The global construction sector consumes 40 billion tonnes of raw materials and is responsible for considerable CO2 emissions. With growing awareness of its environmental impact, the construction sector is looking to transition from a linear economy “take-make-waste” scenario towards more circular economy principles. Lightweight exterior infill walls are built between floors of primary structural frames to provide building façades. The design of these components is usually based on the current linear economic model. While lightweight exterior infill walls are becoming increasingly common in building construction in the UK, no studies have investigated the potential environmental benefits of designing them with circularity in mind. This means there's a lack of research on both the carbon footprint of these walls and the potential environmental benefits of reusing them. Thus, this article assesses the significance of the carbon emissions from lightweight exterior infill walls and examines whether there is any carbon reduction when lightweight exterior infill walls are demounted from the building frames and reused. This paper first examines the construction process of lightweight exterior infill walls and explores the opportunity to demount and reuse them. Then, the environmental impacts of the lightweight exterior infill walls are analysed using a lifecycle assessment framework. Sensitivity and uncertainty analyses are also conducted. The results demonstrate that (i) the embodied carbon of the lightweight exterior infill walls over their lifecycle represents approximately 22% of the embodied carbon of the entire building, and (ii) the disassembly and reuse of infill walls can reduce a building's embodied carbon over its typical lifetime by about 6% compared to the linear scenario where the walls were not reused.

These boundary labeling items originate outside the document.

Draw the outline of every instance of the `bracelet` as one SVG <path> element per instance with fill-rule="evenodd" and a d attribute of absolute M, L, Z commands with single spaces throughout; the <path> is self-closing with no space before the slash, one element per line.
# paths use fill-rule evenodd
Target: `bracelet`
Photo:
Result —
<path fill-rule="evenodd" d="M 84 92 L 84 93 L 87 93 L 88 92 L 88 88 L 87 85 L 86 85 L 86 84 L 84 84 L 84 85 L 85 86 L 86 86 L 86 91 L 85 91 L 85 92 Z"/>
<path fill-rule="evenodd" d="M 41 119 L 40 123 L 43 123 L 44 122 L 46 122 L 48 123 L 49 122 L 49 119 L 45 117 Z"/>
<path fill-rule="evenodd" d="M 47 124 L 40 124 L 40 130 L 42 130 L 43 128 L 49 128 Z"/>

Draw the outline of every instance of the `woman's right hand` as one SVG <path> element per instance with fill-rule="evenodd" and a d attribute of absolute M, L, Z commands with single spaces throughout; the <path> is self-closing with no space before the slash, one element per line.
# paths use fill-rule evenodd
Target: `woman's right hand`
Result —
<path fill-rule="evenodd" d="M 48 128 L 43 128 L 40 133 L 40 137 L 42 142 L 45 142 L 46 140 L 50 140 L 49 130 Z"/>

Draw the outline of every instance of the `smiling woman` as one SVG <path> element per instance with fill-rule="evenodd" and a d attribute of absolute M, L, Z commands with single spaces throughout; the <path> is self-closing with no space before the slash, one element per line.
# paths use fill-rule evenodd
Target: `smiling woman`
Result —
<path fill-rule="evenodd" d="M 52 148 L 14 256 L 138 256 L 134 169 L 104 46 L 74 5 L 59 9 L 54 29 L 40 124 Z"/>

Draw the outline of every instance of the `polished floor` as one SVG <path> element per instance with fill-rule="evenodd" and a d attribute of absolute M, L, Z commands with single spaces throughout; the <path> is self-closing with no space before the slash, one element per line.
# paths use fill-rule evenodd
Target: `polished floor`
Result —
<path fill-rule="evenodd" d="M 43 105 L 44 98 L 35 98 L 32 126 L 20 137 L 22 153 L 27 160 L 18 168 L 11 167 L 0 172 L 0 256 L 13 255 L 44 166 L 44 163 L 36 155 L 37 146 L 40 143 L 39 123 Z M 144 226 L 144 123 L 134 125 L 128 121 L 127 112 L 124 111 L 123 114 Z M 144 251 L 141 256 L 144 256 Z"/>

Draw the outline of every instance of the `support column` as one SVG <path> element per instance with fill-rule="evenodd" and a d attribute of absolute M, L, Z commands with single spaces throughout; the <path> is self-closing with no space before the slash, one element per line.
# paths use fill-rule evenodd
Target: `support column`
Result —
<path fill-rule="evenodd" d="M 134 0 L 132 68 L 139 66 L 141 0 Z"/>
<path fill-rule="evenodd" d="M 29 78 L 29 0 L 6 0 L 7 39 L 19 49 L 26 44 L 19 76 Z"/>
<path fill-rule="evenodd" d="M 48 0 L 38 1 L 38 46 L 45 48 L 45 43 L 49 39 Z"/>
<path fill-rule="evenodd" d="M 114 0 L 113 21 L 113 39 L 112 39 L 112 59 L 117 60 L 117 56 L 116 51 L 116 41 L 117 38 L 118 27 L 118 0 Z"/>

Kitayama, Shoma & Iuorio, Ornella. (2023). Can we reuse plasterboards?. 10.1201/9781003323020-12. 

Gypsum turns plaster when it is dehydrated, and it returns to gypsum when it is hydrated. Because of this, gypsum is 100 % recyclable in theory. However, in reality, only 4% (in mass) of the plasterboard is from recycled plasterboard. This is because of the substances, other than fresh gypsum from quarries, to make plasterboard, and the current demolition methods that cause material contamination. The current practice of manufacturing, construction, and deconstruction of plasterboard necessitates significant resource extraction and carbon emissions, and the situation is unlikely to change in the foreseeable future. Reusing, instead of recycling, construction material is effective in reducing resource extraction and carbon emissions, however, it has not been investigated at all for plasterboard. Thus, this paper explores the potential and feasibility of reusing plasterboard used for exterior infill walls, which is made of plasterboards and an increasingly used façade construction method in the UK.